EKG Test: What is it and What to Expect
An electrocardiogram, also known as an EKG, helps detect and diagnose different heart conditions. An EKG is a non-invasive, painless test that records the electrical signals produced from your heart. An EKG can detect:
- Abnormal heart beats (arrhythmias)
- Heart defects
- Blocked or narrow heart arteries (coronary heart disease)
- A heart attack (in emergency situations) or a previous heart attack
A standard EKG test only takes a few minutes. The test can be done in a doctor’s office or hospital, usually by a technician. You’ll be asked to change into a hospital gown and lie on an exam table or bed. 10 electrodes—small sticky patches—will be attached to your legs, arms, and chest. If you have hair where the patches need to go, the technician may need to shave the area. After this is done, you simply lie there for a few minutes and breathe normally. Make sure you are warm and comfortable and ready to lie still for a few minutes, as shivering, moving and talking can distort the test results.
There are virtually no risks involved in an EKG test. There is no risk of electrocution. There may be slight discomfort when removing the electrodes; this feeling is similar to removing a bandage. Very rarely, a skin reaction to the electrodes occurs.
You can usually expect to see your results the same day as your test. Depending on your results, your doctor may request more testing.
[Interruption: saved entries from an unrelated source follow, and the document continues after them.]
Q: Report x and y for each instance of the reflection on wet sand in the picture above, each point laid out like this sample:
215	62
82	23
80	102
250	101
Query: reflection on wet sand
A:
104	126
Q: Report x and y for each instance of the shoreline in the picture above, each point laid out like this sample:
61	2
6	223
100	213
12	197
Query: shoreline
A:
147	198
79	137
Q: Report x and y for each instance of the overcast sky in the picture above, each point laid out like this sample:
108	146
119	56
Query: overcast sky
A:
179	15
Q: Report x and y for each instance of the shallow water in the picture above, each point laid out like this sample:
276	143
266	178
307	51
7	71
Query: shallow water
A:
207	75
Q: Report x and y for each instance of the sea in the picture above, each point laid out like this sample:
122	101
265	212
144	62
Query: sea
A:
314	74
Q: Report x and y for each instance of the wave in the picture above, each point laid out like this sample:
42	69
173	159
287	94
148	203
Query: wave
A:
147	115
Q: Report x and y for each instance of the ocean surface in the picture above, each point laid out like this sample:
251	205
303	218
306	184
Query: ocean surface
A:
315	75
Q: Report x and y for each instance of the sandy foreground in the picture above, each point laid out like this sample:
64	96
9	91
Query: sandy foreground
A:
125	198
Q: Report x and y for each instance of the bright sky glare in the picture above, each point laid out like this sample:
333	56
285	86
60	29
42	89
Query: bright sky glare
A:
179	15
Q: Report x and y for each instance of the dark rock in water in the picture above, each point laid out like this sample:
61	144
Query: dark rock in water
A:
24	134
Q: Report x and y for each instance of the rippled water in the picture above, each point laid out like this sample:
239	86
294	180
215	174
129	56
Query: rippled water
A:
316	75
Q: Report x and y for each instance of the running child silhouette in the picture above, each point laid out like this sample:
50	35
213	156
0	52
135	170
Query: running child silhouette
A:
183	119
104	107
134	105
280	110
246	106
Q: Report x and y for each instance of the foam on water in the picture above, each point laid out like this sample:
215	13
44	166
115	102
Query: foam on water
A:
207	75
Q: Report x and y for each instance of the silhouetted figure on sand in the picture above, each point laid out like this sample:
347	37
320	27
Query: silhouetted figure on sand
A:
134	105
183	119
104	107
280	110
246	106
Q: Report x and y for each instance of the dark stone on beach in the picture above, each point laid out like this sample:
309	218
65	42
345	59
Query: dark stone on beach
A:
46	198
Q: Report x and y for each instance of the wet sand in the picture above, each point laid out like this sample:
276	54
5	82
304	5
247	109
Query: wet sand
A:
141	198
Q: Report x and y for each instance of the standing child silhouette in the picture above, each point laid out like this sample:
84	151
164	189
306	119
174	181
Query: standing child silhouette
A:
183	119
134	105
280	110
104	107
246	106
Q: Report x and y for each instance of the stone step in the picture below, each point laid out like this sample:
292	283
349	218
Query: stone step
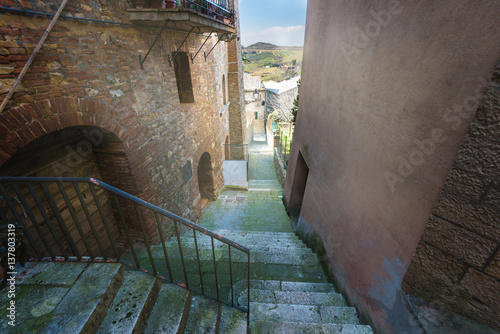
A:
232	321
169	314
256	242
85	305
265	184
203	316
264	235
292	297
271	327
37	294
291	256
132	305
302	313
276	285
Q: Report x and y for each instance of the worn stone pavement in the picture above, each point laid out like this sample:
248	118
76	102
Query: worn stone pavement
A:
258	209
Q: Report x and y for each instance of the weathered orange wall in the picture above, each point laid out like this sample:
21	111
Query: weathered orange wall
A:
388	91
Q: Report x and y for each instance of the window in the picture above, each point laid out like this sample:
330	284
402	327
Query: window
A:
224	96
183	77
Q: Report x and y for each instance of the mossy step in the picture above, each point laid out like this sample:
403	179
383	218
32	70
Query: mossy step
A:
264	235
132	305
85	305
247	242
302	313
34	306
203	316
274	256
169	314
277	285
232	321
292	297
271	327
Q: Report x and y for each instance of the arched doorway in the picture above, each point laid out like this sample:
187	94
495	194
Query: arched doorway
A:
77	151
205	178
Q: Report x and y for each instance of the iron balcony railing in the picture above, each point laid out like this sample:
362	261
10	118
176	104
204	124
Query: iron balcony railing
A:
222	10
83	219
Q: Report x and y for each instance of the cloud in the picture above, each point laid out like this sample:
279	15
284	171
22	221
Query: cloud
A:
284	36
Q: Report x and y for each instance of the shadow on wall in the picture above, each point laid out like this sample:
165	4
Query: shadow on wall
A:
205	177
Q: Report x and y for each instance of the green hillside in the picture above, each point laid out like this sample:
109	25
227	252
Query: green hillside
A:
273	62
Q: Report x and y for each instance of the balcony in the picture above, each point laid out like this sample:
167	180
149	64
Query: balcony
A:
207	15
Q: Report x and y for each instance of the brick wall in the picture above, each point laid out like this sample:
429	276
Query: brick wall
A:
88	74
457	262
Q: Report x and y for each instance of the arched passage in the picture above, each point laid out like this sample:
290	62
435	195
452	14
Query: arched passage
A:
205	178
76	151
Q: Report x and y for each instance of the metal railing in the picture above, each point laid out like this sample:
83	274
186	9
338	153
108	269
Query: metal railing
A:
222	10
284	145
83	219
237	152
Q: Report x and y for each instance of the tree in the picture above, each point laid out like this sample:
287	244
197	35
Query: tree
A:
295	107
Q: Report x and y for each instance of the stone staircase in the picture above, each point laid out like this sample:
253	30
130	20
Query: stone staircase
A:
106	298
288	292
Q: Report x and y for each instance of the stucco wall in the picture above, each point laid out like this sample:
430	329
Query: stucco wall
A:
388	91
457	261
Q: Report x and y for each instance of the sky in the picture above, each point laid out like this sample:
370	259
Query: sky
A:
280	22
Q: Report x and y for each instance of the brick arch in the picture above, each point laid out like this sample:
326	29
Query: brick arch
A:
23	124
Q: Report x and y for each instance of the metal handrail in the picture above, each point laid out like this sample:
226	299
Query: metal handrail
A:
50	238
218	8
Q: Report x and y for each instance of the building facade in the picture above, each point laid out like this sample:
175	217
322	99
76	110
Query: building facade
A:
398	122
122	93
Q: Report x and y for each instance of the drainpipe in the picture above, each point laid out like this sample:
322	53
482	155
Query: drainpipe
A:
32	57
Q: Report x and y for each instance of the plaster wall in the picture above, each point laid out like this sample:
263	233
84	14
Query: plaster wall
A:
382	87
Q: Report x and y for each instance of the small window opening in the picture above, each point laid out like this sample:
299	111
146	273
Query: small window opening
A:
183	77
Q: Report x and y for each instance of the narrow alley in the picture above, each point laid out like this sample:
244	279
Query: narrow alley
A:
289	291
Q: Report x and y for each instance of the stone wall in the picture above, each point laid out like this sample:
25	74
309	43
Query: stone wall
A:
457	262
279	165
88	74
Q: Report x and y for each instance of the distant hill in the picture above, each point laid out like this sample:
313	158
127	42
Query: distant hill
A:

If your heart rate is irregular, your doctor may ask you to wear a Holter monitor for 24 hours. During this time period, you will also keep a diary of your activities and symptoms. Then, your doctor will compare your Holter monitor results and your diary to try to find the underlying problem.
If you have a heart problem that only occurs occasionally, you may be asked to use an event recorder. This device is similar to a Holter monitor, but can monitor for a longer duration.
Finally, a stress test might be needed. You will either walk on a treadmill or ride a stationary bike while an EKG test is being performed. If you are unable to walk, you will be given a medication that simulates the effect of exercise.